Friday, December 21, 2007

Twice A Year

A Christmas service is usually one of two Sundays a year (the other being Easter) that non-Christians and "fringe" Christians will make the trek to church. They somehow feel obligated to "check-in" during these two holiest of holidays. Why do they feel this? Is it ingrained in them because of our culture? Is it because they just like the Christmas festivities that the Church has during this season? Or is there, buried somewhere deep within them, a tiny hint of conviction? Do they think that gracing the threshold of the church twice a year keeps them in some sort of "good standing" with God?

There are probably many different reasons, or combinations of reasons, that they would pop in at Christmas and Easter, but regardless of what those reasons are, they're still showing up. In a culture that is ever increasingly becoming secularized, we still see church attendance spike on these two days, and we need to be about God's work on those days.

We build our services on the principles that God gave us in his Word, and we believe that when the Church (in general, hence the capital "C") is faithful to the principles of God's Word, that true biblical worship will take place, and that the Scriptures will be taught faithfully and intensely. We believe that when we as God's people participate in these things with freedom and joy, that unbelievers in our midst will be convicted by the Spirit.
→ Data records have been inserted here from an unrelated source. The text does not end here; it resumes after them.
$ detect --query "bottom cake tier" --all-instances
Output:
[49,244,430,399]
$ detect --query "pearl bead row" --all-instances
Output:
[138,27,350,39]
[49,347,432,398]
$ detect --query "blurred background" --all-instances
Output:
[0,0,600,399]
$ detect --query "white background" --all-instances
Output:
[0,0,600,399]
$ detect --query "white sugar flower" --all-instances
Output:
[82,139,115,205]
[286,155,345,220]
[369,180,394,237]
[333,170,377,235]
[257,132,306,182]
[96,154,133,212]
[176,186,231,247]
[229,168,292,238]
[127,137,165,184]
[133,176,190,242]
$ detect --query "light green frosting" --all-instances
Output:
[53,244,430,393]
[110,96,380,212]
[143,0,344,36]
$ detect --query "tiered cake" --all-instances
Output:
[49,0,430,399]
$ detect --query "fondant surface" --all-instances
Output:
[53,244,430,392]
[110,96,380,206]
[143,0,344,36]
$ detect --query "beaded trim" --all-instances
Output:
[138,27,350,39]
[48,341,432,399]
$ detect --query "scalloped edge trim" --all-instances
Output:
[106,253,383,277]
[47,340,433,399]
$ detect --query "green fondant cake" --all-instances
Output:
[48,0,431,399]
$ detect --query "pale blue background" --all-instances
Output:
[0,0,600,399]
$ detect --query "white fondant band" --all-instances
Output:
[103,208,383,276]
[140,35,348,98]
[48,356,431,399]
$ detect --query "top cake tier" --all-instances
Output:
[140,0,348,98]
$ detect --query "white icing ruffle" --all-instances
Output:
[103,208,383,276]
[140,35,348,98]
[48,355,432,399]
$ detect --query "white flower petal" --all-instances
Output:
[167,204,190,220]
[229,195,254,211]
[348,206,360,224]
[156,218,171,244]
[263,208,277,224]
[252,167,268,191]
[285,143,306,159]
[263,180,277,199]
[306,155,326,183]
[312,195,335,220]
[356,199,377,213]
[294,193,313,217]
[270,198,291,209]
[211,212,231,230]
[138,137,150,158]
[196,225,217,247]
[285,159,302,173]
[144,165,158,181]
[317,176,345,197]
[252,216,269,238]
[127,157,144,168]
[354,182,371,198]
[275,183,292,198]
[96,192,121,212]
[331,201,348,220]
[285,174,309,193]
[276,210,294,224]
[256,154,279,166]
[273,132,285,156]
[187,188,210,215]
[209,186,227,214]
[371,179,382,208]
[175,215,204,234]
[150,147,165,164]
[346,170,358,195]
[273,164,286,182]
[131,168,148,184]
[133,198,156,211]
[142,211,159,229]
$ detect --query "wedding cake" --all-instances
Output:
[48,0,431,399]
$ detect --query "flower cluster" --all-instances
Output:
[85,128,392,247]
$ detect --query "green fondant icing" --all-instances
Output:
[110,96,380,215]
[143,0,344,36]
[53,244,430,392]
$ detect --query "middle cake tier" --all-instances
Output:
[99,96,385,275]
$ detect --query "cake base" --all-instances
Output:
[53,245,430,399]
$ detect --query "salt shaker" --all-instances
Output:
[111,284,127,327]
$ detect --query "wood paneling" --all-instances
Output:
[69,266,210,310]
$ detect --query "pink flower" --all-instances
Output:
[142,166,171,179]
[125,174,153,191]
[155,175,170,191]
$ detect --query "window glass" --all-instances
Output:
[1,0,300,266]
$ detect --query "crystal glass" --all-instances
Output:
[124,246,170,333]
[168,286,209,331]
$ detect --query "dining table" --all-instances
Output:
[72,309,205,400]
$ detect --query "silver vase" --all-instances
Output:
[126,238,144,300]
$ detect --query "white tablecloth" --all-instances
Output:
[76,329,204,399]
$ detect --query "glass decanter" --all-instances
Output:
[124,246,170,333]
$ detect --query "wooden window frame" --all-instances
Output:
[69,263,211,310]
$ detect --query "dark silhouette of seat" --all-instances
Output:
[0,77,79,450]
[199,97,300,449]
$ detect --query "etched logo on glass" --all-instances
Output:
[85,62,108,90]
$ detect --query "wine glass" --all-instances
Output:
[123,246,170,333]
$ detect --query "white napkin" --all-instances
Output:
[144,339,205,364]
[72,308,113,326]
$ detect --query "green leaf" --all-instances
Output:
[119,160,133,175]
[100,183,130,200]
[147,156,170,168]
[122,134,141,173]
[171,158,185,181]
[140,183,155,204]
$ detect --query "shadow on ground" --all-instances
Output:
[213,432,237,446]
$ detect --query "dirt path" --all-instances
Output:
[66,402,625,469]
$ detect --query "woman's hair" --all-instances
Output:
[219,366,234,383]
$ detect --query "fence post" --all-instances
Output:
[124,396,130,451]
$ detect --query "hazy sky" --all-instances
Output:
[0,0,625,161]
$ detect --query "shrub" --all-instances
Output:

If I can again reference the book "Unceasing Worship: Biblical Perspectives On Worship And The Arts," author Harold Best talks about witnessing within the corporate gathering (church).
What happens in the corporate gathering as to witness should be no different from what happens as to worship. That is, if worship and witness are seamlessly knit, then the corporate gathering should proceed in its fullest prophetic condition, irrespective of the ratio between saints and sinners...The secret is not in talking baby talk to the unredeemed and adult talk to the converted, nor in seeking a happy medium between the two so as to conform to eased-up protocols of certain kinds of seeker sensitivity. The secret lies in the authority, the conviction, the unswerving bluntness of all truth preached, sung and written......
while the redeemed teach and edify each other, the unredeemed (in that same moment and under the authority of the same content) will fall down Godward in redeemed outpouring, newly washed.
The apostle Paul also talked about how the church should appear to unbelievers who come through the doors:
If, therefore, the whole church comes together and all speak in tongues, and outsiders or unbelievers enter, will they not say that you are out of your minds? But if all prophesy, and an unbeliever or outsider enters, he is convicted by all, he is called to account by all, the secrets of his heart are disclosed, and so, falling on his face, he will worship God and declare that God is really among you. -1 Corinthians 14:23-25

The Corinthian church had been misusing the spiritual gift of tongues as a way to make themselves seem superior to others within their church, and the apostle has to scold them back onto the right track. The word "prophesy" means proclaiming or speaking forth (not always predicting the future, like we think of when we think of the OT prophets), and Paul is basically saying that the Corinthians are creating chaos in the way they're trying to be "spiritual." If they were to proclaim the truth, and preach the gospel instead, an unbeliever visiting the church would encounter the power of the living Word of God, which cuts to the dividing of soul and spirit, and not some cultic chaos created by Christians all trying to outdo each other with their "gifts."

So as we think about the influx of unbelievers/fringers that we may encounter this Sunday, remember that they will not be changed by any programs or methods that we can make up, and that it is not our job to tailor our corporate worship of almighty God around them! It is our job to be faithful worshipers; to sing authentically and earnestly; to give joyfully and abundantly; to pray unceasingly and confidently; to seek God through his Word fervently and passionately; and to love and edify each other sacrificially and faithfully. It is these things that will be the most powerful evidence of the presence of the Spirit of God among his people!